We use the X-means algorithm [23] to derive the clusters and the number of clusters. This algorithm extends the well-known k-means clustering method with an efficient estimation of the number of clusters. While the number of clusters has to be fixed in advance in the k-means methods, X-means clustering starts with \(k=2\) clusters and splits clusters, if their average squared distance to the centroid still can be improved.

Fig. 2.
figure 2

Position visualization of the two goalies and the ball.

Fig. 3.
figure 3

All states referring to cluster 5. The trajectories of the ball (red), of the left team (blue), and of the right team (green) are shown (colours in online version).

Fig. 4.
figure 4

All states referring to cluster 41. Again, the trajectories of the ball (red), of the left team (blue), and the right team (green) are shown (colours in online version).

Fig. 5.
figure 5

Prediction of an entire game by the reservoir dynamics of the recurrent neural network.

3 Results

To test our approach we extract the 6493 world states from the logfile MarliK_1-vs-Gliders2012_3 and store these states into a recurrent neural network with 46 input neurons, 600 neurons in the reservoir and 46 output neurons. We compute the reservoir states x(i) for each world state and cluster them with the X-Means algorithm of the data mining tool WEKA 3.8 [10, 16]. With the maximal number of clusters of 100 and a maximum of 5 iterations as presetting parameters, we get 64 clusters.

By this procedure, we achieved two main results: First, each resulting cluster can be associated with one or more sequences of world states, i.e. with moves.
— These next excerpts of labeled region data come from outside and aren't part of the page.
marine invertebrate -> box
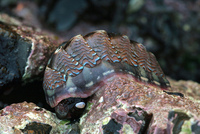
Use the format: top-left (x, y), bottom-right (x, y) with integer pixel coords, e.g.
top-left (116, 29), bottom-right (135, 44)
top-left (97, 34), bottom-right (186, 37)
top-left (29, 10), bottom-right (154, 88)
top-left (43, 30), bottom-right (170, 119)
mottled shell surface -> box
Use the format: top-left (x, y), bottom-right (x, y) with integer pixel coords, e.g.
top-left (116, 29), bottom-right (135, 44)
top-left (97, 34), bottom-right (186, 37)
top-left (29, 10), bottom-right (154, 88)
top-left (43, 30), bottom-right (170, 107)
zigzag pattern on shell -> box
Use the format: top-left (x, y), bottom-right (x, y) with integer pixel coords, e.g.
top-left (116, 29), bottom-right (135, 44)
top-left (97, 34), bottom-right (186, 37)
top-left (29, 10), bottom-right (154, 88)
top-left (43, 30), bottom-right (170, 107)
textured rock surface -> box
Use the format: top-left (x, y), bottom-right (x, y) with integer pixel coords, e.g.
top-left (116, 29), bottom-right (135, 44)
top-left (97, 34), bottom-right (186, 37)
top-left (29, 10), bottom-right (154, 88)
top-left (0, 102), bottom-right (70, 134)
top-left (0, 14), bottom-right (60, 91)
top-left (80, 78), bottom-right (200, 134)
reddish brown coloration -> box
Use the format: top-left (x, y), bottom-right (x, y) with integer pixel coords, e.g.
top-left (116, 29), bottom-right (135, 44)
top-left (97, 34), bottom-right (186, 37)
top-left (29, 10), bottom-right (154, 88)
top-left (43, 30), bottom-right (170, 112)
top-left (81, 76), bottom-right (200, 133)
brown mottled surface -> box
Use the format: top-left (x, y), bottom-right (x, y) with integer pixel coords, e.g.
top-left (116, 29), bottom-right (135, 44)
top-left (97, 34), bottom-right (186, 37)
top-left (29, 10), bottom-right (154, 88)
top-left (168, 78), bottom-right (200, 101)
top-left (80, 77), bottom-right (200, 133)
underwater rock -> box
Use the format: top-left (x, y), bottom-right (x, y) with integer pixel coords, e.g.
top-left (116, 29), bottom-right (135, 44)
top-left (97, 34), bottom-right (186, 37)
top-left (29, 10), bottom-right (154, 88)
top-left (0, 102), bottom-right (70, 134)
top-left (0, 15), bottom-right (59, 93)
top-left (80, 77), bottom-right (200, 134)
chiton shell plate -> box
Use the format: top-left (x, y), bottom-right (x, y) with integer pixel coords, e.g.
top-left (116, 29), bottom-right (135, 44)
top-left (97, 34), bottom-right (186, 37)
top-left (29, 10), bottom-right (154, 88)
top-left (43, 30), bottom-right (170, 107)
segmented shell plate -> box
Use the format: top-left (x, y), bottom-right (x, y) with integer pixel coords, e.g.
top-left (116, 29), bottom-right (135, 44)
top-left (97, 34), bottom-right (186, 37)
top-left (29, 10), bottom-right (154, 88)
top-left (43, 30), bottom-right (170, 107)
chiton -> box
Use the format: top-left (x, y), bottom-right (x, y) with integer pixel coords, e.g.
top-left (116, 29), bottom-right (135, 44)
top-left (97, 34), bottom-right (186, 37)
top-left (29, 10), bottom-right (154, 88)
top-left (43, 30), bottom-right (170, 119)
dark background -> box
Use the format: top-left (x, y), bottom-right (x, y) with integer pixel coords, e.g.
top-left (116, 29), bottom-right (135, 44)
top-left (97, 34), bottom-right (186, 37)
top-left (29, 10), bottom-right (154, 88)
top-left (0, 0), bottom-right (200, 82)
top-left (0, 0), bottom-right (200, 110)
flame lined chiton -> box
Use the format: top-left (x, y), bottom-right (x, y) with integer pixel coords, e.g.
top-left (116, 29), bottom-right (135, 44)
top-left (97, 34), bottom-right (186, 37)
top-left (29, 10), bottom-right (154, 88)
top-left (43, 30), bottom-right (170, 119)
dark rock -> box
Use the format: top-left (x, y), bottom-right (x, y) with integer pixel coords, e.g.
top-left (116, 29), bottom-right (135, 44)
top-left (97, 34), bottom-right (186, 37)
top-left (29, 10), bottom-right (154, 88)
top-left (0, 17), bottom-right (59, 92)
top-left (80, 75), bottom-right (200, 133)
top-left (48, 0), bottom-right (87, 31)
top-left (0, 102), bottom-right (70, 134)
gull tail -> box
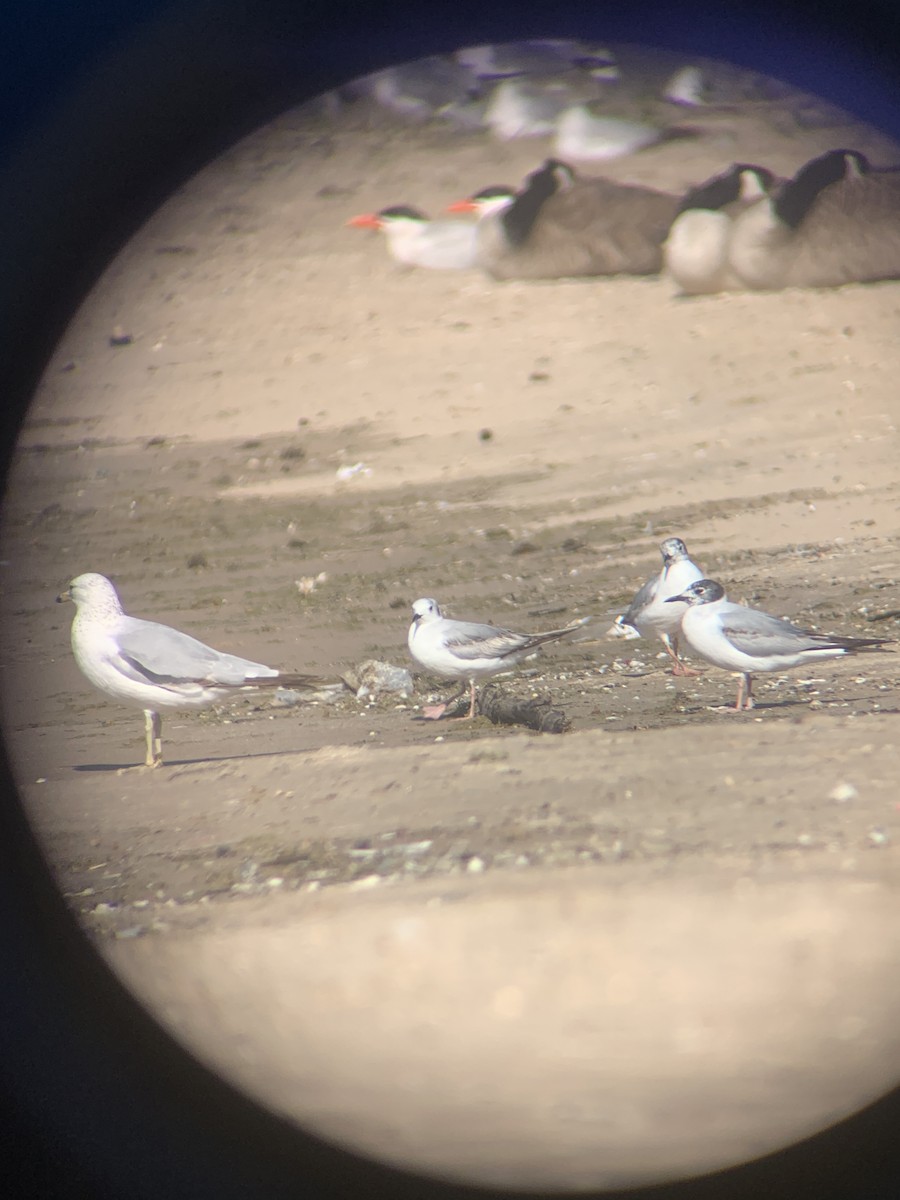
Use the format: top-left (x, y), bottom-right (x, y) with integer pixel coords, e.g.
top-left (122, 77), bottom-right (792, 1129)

Each cluster consists of a set of similar reservoir states. The reservoir states in each cluster may come from different phases of the soccer game. Nevertheless in a cluster often several reservoir states stem from consecutive time steps. The reason for this is that the world state and hence the reservoir state does not change too much from one time step to the other according to the network dynamics. Each sequence of these consecutive reservoir states now belongs to a move. Note that in the figures only the final phases of the moves, strictly speaking the world states corresponding to the consecutive reservoirs states, are shown. Actually the moves start some time steps earlier.
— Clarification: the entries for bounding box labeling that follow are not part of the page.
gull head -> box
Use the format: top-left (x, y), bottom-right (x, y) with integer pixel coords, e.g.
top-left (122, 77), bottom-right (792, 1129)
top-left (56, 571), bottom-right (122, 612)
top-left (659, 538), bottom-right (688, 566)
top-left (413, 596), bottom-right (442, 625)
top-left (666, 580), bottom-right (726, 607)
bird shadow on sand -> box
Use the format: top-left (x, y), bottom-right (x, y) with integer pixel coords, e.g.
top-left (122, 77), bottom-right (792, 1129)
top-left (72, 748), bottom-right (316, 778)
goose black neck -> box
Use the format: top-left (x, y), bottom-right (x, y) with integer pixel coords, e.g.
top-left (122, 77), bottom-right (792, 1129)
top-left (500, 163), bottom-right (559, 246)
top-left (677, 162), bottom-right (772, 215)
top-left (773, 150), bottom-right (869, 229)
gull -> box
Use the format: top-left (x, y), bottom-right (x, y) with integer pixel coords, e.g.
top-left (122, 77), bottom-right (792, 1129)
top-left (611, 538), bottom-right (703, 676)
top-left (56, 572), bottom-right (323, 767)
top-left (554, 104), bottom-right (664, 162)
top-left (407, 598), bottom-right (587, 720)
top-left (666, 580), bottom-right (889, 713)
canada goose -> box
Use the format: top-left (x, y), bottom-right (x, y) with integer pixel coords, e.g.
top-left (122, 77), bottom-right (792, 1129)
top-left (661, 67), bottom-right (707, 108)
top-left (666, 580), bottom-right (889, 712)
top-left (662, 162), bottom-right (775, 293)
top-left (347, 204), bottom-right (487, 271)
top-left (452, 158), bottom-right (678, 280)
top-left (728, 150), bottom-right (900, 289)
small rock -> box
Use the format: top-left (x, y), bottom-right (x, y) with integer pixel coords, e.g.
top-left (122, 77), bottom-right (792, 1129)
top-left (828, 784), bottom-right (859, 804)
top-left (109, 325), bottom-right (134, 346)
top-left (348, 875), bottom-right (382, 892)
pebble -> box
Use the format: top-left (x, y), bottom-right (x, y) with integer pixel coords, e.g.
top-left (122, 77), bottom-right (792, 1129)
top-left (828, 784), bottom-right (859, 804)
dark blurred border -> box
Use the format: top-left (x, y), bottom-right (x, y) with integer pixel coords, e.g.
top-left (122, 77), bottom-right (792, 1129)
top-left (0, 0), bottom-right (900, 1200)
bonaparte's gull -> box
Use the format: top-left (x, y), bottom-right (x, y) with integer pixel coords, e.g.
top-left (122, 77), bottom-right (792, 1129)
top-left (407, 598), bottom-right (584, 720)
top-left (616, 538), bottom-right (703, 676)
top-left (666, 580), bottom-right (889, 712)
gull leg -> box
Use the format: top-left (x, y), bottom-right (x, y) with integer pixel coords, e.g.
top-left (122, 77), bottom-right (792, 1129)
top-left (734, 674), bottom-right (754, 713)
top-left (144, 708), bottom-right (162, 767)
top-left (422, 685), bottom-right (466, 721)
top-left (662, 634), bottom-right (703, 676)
Figure 3 shows all 5 moves of cluster 5 for all players and the ball, and Fig. 4 all moves of cluster 41. In the subfigures for each move, the part of the respective world state sequence is drawn, where the reservoir states x(i) are in the actual cluster. With the now identified clusters and moves it is possible to compute the conceptors for these moves in the respective game situations. These conceptors allow us to predict the next world states in similar situations in the game, e.g., whether the next action will be a kick to the goal.

As a second result, with the resulting conceptor of the reservoir filled with all world states, i.e. over all time steps of the whole game, we can also respresent a simplified picture of the entire game, i.e. a kind of replay. This is shown in Fig. 5. For the sake of simplicity, only goalies and ball are drawn here. As one can see, the figure shows that the goalies keep to the goal area and that the ball moves essentially back and forth from one goal to the other. This seems to be an absolutely plausible summary of the whole soccer game. Of course, this point needs further investigation.

4 Discussion and Final Remarks

We have shown how clustering methods in conjunction with conceptors in recurrent neural networks help to determine moves of soccer game. Conceptors allow us to make predictions of the whole game or the next move, e.g., whether there is a probability of kicking a goal.

Future work will concentrate on analysing more deeply different moves and their structure and the prediction accuracy of conceptors. The overall method shall be improved such that it is applicable in real-time and online. For this, the neural network model shall be simplified even further.